Under the rules, dealers initially must look at their contemporaneous trades of the same muni with other dealers or customers to establish a presumption of prevailing market price. If that data is unavailable, they must make a series of other successive considerations.
They must look at contemporaneous trades of the muni in interdealer trades, then trades of the muni between other dealers and institutional investors, then trades on alternative trading systems or other electronic platforms. Further down the waterfall, dealers can look at contemporaneous trades of similar securities.
Markup disclosures must be given as a total dollar amount and a percentage of the prevailing market price.
“We will be examining firms immediately,” Friedlander said. “We are going to be very careful to take into account firms’ good faith efforts to comply with the rules.”

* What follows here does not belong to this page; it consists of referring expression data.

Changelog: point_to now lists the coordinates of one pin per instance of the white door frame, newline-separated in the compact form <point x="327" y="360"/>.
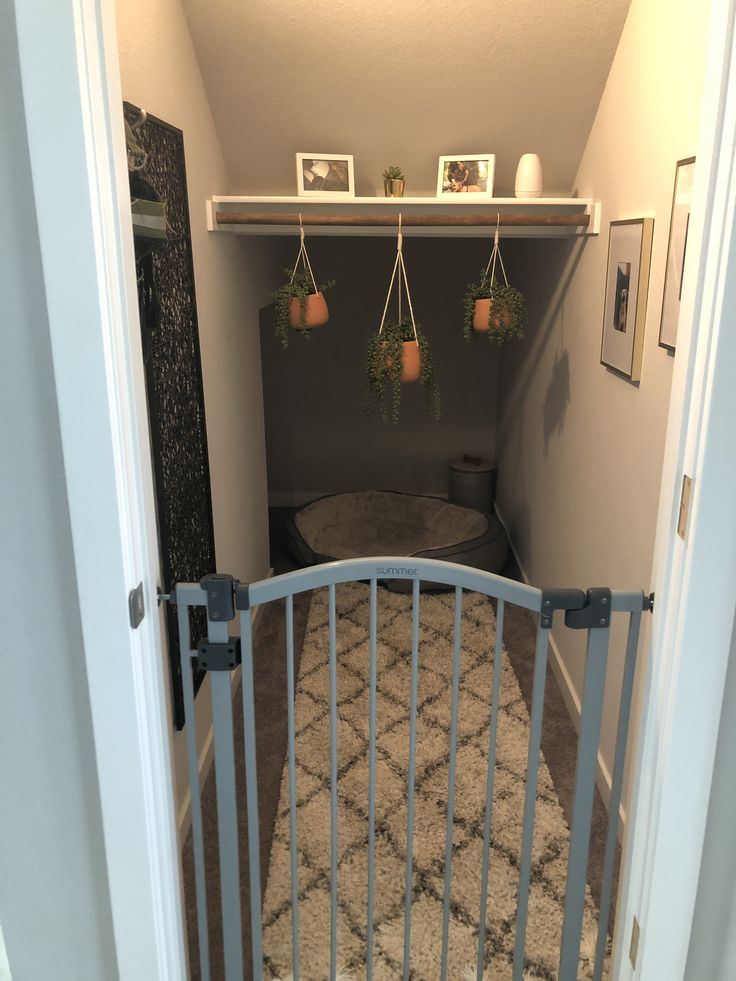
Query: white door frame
<point x="73" y="104"/>
<point x="70" y="72"/>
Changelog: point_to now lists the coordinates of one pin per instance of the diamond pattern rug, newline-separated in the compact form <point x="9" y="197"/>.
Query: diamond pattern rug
<point x="551" y="834"/>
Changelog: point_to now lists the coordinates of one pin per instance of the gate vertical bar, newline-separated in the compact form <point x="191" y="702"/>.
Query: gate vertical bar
<point x="227" y="823"/>
<point x="624" y="713"/>
<point x="530" y="799"/>
<point x="372" y="775"/>
<point x="194" y="788"/>
<point x="577" y="866"/>
<point x="290" y="695"/>
<point x="408" y="888"/>
<point x="333" y="782"/>
<point x="497" y="656"/>
<point x="251" y="791"/>
<point x="451" y="778"/>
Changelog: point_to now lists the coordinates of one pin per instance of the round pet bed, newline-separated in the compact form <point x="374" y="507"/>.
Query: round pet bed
<point x="364" y="523"/>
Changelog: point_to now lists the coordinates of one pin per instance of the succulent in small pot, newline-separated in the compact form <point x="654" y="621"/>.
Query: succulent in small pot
<point x="298" y="306"/>
<point x="494" y="308"/>
<point x="396" y="356"/>
<point x="393" y="182"/>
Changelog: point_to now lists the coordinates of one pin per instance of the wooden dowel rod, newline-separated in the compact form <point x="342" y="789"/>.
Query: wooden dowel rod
<point x="580" y="220"/>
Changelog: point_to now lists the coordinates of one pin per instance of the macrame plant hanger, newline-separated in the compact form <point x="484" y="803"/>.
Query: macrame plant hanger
<point x="303" y="257"/>
<point x="496" y="256"/>
<point x="401" y="269"/>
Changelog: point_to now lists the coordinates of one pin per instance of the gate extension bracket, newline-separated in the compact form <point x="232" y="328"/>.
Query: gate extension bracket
<point x="583" y="611"/>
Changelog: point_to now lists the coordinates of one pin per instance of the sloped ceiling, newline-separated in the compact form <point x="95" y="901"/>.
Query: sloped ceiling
<point x="402" y="83"/>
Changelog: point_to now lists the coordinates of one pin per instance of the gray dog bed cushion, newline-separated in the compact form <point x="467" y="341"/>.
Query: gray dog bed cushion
<point x="347" y="526"/>
<point x="364" y="523"/>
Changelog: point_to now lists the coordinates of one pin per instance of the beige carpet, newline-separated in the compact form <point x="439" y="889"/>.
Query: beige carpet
<point x="433" y="725"/>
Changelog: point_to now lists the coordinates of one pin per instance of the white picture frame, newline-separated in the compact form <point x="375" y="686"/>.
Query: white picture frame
<point x="676" y="249"/>
<point x="627" y="287"/>
<point x="466" y="176"/>
<point x="325" y="175"/>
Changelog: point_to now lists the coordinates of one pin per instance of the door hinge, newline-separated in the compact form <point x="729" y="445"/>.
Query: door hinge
<point x="136" y="606"/>
<point x="685" y="497"/>
<point x="634" y="945"/>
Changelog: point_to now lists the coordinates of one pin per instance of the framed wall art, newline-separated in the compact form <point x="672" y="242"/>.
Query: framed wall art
<point x="627" y="285"/>
<point x="468" y="173"/>
<point x="676" y="249"/>
<point x="325" y="175"/>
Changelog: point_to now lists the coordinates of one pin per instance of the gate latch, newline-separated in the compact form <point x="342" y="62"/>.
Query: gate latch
<point x="220" y="591"/>
<point x="583" y="611"/>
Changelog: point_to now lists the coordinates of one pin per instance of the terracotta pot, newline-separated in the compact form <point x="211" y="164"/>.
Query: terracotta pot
<point x="394" y="187"/>
<point x="316" y="312"/>
<point x="500" y="319"/>
<point x="411" y="361"/>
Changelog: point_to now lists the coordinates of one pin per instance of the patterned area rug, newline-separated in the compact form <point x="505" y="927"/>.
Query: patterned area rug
<point x="433" y="727"/>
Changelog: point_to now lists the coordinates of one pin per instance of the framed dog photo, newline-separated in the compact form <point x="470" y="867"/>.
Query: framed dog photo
<point x="627" y="285"/>
<point x="466" y="174"/>
<point x="676" y="248"/>
<point x="325" y="175"/>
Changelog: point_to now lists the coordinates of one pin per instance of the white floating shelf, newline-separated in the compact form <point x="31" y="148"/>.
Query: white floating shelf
<point x="464" y="216"/>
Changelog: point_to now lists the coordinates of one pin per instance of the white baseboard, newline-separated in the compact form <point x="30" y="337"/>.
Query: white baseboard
<point x="207" y="754"/>
<point x="572" y="702"/>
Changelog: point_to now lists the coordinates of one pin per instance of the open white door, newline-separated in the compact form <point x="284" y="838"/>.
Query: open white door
<point x="71" y="90"/>
<point x="695" y="577"/>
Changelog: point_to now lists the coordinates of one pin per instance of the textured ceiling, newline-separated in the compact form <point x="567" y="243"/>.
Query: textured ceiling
<point x="402" y="83"/>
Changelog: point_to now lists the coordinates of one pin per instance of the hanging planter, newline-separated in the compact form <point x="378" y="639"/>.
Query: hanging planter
<point x="494" y="308"/>
<point x="399" y="353"/>
<point x="300" y="303"/>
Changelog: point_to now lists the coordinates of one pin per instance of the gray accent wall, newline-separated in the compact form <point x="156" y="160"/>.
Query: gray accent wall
<point x="54" y="902"/>
<point x="317" y="439"/>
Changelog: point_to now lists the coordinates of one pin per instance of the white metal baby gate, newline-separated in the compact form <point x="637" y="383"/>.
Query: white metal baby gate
<point x="220" y="654"/>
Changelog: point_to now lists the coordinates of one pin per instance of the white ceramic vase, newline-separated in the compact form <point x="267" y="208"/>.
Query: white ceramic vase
<point x="528" y="176"/>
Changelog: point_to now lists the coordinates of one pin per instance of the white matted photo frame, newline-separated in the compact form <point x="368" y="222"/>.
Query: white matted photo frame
<point x="325" y="175"/>
<point x="627" y="285"/>
<point x="468" y="175"/>
<point x="676" y="249"/>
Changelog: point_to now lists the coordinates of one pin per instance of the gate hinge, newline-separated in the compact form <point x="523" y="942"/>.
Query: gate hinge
<point x="583" y="611"/>
<point x="218" y="656"/>
<point x="220" y="589"/>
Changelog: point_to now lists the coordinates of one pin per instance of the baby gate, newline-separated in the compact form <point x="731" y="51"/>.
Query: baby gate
<point x="220" y="654"/>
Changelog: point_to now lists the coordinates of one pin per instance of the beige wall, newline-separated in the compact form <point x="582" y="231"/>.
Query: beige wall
<point x="580" y="448"/>
<point x="317" y="438"/>
<point x="160" y="73"/>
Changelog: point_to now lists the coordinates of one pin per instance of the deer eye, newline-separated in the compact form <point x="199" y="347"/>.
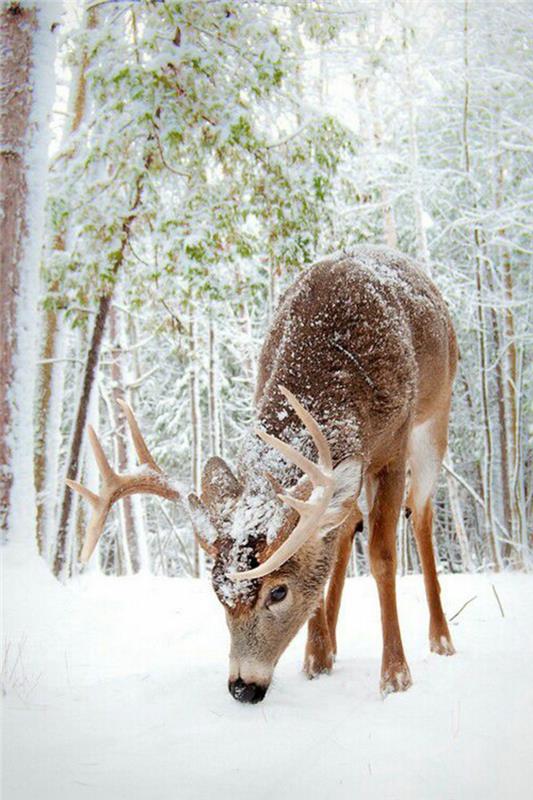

Michael Post, MSRB general counsel, said the board has been discussing how compliance with the markup rule has gone over the first week or so.
“What we’ve heard is that things have gone relatively smoothly,” Post said, acknowledging that there have been reports of some hiccups. “It’s a relief that the issues that people are encountering are things that they think that they can address.”
Post reserved some measure of caution about his remarks, realizing that a firm experiencing a significant compliance failure might be hesitant to admit that to the MSRB.
Peg Henry, a deputy general counsel at Stifel Financial in St. Louis, said she has spent a lot of time on the trading floor recently and has asked traders in the past couple of days how things are going with markup disclosure.
“The responses I got ranged from ‘not bad’ to ‘so far so good’ to ‘it is what it is,’” she said.
Henry said her firm has experienced some issues, such as the fact that it works with several vendors in its day-to-day business that don’t standardize how they report information. She also added that the size of the markup that needs to be reported on a trade could seemingly be affected by a trade of the same security that occurs later in the day.
“There are situations that have arisen just in the first week that have created problems for us,” she said. “We’ve developed workarounds, but the workarounds are very labor intensive.”
Post said that firms can choose to calculate the prevailing market price of a security earlier in the day if it chooses, so it can disclose the markup before another transaction occurs that could muddy the waters.
Ivonia Slade, an assistant director in the Securities and Exchange Commission’s Public Finance Abuse Unit, said her group is going to remain focused on topics it has acted on over the past several years, such as offering fraud that occurs when issuers make misleading statements in their bond documents. She highlighted the SEC’s focus on enforcing the fiduciary duty requirements of municipal advisors.
“Our focus has been on making sure that they’re meeting those obligations,” she said.
The FINRA conference began May 21 and concludes May 23.